Australian Age of Dinosaurs Assortment Supervisor Mackenzie Enchelmaier holds up sauropod intestine content material fossil.
Not solely does this mark a world-first fossil discovery, however it additionally offers a brand new perspective on how these monumental dinosaurs with their bulk-eating appetites have been shaping the prehistoric setting, not simply as adults, however all all through their lives.
“It is typically straightforward to consider prehistoric animals as ‘their largest grownup selves’, however not as infants, juveniles or subadults,” added Poropat. “Once you step again and give it some thought, although, sauropods should have imposed important stress on their setting even at a younger age.”

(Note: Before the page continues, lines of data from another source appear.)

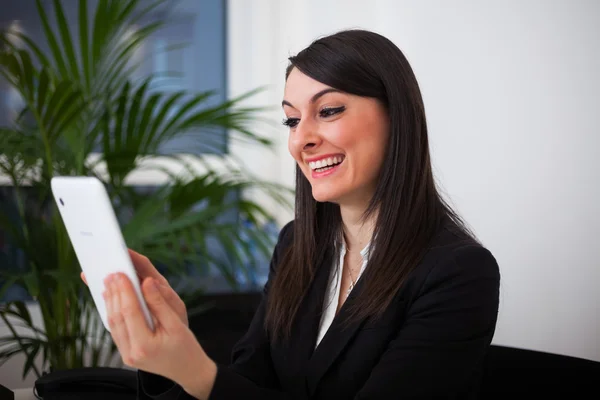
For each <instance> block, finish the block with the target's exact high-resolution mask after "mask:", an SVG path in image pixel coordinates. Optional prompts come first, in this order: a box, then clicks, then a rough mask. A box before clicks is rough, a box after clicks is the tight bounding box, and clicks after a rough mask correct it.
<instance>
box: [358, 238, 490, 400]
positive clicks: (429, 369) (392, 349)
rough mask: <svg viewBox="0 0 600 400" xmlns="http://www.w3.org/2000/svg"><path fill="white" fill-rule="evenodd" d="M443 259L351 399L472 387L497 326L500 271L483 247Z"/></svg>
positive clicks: (433, 269) (412, 303)
mask: <svg viewBox="0 0 600 400" xmlns="http://www.w3.org/2000/svg"><path fill="white" fill-rule="evenodd" d="M445 258H446V260H444V261H441V262H438V264H437V265H436V266H434V267H433V268H432V270H431V271H430V272H429V275H428V277H427V279H426V280H425V283H424V284H423V286H422V288H421V290H420V292H419V294H418V296H417V297H416V299H415V300H414V302H413V303H412V305H411V306H410V307H409V309H408V311H407V313H408V314H407V317H406V322H405V324H403V326H402V328H401V329H400V331H399V332H398V334H397V336H396V337H395V338H394V339H393V340H392V341H391V342H390V343H389V345H388V347H387V349H386V351H385V352H384V354H383V356H382V357H381V359H380V360H379V362H378V364H377V365H376V366H375V368H374V369H373V370H372V372H371V374H370V376H369V378H368V380H367V381H366V383H365V384H364V386H363V387H362V388H361V390H360V391H359V392H358V394H357V395H356V397H355V400H367V399H369V400H370V399H378V400H387V399H398V398H402V399H438V398H440V399H441V398H443V399H454V398H464V397H465V396H467V395H468V394H469V391H471V390H472V385H473V384H474V380H475V383H476V380H477V379H478V375H479V372H478V371H479V369H480V368H481V364H482V361H483V359H484V355H485V353H486V351H487V349H488V346H489V344H490V342H491V340H492V337H493V334H494V331H495V327H496V321H497V314H498V306H499V286H500V274H499V269H498V265H497V263H496V260H495V259H494V257H493V256H492V255H491V253H490V252H489V251H488V250H486V249H485V248H482V247H476V246H469V247H465V248H463V249H459V250H455V252H454V253H453V254H452V255H451V256H450V257H445Z"/></svg>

Sauropods would have been ecosystem engineers all through their lives, irrespective of at what degree(s) they fed.
Stephen Poropat
“A horde of hatchlings would have been capable of decimate tracts of low-growing vegetation fairly quickly. Ravenous ‘teenage’ sauropods would have ravaged vegetation each low down, and as excessive as they might attain. The few of those that made it to maturity would dwell to feed on the tops of timber, or proceed feeding down low, vacuum-cleaner model (or someplace in between these two extremes), thereby nonetheless placing stress on their setting.”
“The affect that sauropod feeding had on vegetation when it comes to pressuring them to develop defences (both bodily or chemical), regrowing quickly, or encapsulating their seeds in fruits or seed pods to entice or at the least allow sauropods to disperse them as they roamed and defecated, is a marvellous topic to ponder. Sauropods would have been ecosystem engineers all through their lives, irrespective of at what degree(s) they fed.”
The research is revealed within the journal Present Biology.